Die israelische Verteidigungsarmee Zahal ging während des ersten arabisch-israelischen Krieges hervor. Die "Geburt im Kampf" prägte ihr Selbstverständnis lange danach. Wie hat sich ihr Stellenwert verändert?

Frauen müssen 21 Monate in der Armee dienen. (© Hanna Huhtasaari)

Die israelische Verteidigungsarmee Zahal (hebr.: Zva Haganah le-Jisrael) ging während des Unabhängigkeitskrieges 1948 aus den jüdischen Militärorganisationen Haganah, Palmach, Ezel und Lechi hervor. Die "Geburt im Kampf" prägte ihr Selbstverständnis auch während der folgenden Jahrzehnte.

Zahal gilt als die kampferfahrenste und schlagkräftigste Armee der Nahostregion. Das militärische Establishment beeinflusst außenpolitische Entscheidungsprozesse, lenkt wirtschaftliche Entwicklungen und prägt innergesellschaftliche Orientierungen. Die Verteidigungsausgaben bilden mit 17 Prozent (2007) den größten Einzelposten im Staatshaushalt; der Anteil des Wehretats am Bruttoinlandprodukt beträgt 7,3 Prozent. Bis heute ist die Armee die bedeutendste Arbeitgeberin im Land. Auch im Alltag ist ihre Präsenz unübersehbar, verfügt Israel doch weltweit über den höchsten Anteil von Soldatinnen und Soldaten an der Bevölkerung.

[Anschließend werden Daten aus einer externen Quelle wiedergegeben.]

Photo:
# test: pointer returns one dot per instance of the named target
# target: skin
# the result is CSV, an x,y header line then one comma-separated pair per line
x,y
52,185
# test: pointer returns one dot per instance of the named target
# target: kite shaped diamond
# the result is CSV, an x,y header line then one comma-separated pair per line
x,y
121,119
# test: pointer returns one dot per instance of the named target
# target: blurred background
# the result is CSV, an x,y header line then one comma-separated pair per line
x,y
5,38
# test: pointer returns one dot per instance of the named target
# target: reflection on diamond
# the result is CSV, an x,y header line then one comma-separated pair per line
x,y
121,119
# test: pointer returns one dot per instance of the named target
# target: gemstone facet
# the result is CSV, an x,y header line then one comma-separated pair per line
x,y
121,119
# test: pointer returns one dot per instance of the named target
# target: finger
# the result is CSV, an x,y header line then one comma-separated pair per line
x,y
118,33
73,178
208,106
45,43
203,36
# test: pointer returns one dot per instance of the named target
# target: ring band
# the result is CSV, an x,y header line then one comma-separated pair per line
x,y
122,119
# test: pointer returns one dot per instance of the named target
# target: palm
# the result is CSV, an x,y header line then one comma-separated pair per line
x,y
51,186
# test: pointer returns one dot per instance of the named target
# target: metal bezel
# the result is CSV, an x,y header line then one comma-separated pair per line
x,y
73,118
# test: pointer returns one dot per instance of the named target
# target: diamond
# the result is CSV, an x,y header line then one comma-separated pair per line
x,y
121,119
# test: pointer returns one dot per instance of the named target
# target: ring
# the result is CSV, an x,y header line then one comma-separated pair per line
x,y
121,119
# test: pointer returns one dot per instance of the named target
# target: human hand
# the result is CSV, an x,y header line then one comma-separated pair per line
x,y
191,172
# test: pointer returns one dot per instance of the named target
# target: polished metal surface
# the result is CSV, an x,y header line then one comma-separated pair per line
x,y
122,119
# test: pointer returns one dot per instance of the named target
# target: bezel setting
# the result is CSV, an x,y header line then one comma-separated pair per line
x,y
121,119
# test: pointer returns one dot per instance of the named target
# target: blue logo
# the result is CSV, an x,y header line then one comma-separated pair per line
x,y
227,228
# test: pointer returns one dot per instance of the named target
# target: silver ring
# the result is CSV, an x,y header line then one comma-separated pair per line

Die Armee gliedert sich in Land-, See- und Luftstreitkräfte. Sie besteht im Kern aus einer kleinen Berufsarmee, der ausschließlich Offiziere und Unteroffiziere angehören, ferner aus Wehrpflichtigen und aus einer innerhalb von 24 Stunden mobilisierbaren Reservearmee. Im Jahr 2006 umfasste Zahal 176.500 Soldaten und Offiziere sowie rund 445.000 Reservisten.

Wehr- und Zivildienst

Den obligatorischen Wehrdienst von drei Jahren haben jüdische Männer im Alter von 18 bis 29 Jahren abzuleisten. Die Wehrpflicht erstreckt sich auch auf unverheiratete jüdische Frauen zwischen 18 und 26 Jahren, die allerdings nur 21 Monate dienen. Der Reservedienst umfasst bisher für Männer bis zum Alter von 42 Jahren sowie für Frauen ohne Kinder und Familie bis zum 24. - in Ausnahmefällen bis zum 35. - Lebensjahr jährlich circa 40 Tage. Nach einem neuen Gesetz können ab 2010 Soldaten bis 40 Jahre und Offiziere bis 45 Jahre im Dreijahresrythmus jeweils bis zu 54 Tage zum Reservedienst einberufen werden. Nicht zum Militär eingezogen werden verheiratete Frauen, Mütter und arabische Staatsbürgerinnen und -bürger. Drusen und Angehörige der tscherkessischen Minderheit sind seit 1988 per Gesetz zum Wehrdienst verpflichtet. Ein relativ hoher Prozentsatz männlicher Beduinen dient auf freiwilliger Basis in der Armee.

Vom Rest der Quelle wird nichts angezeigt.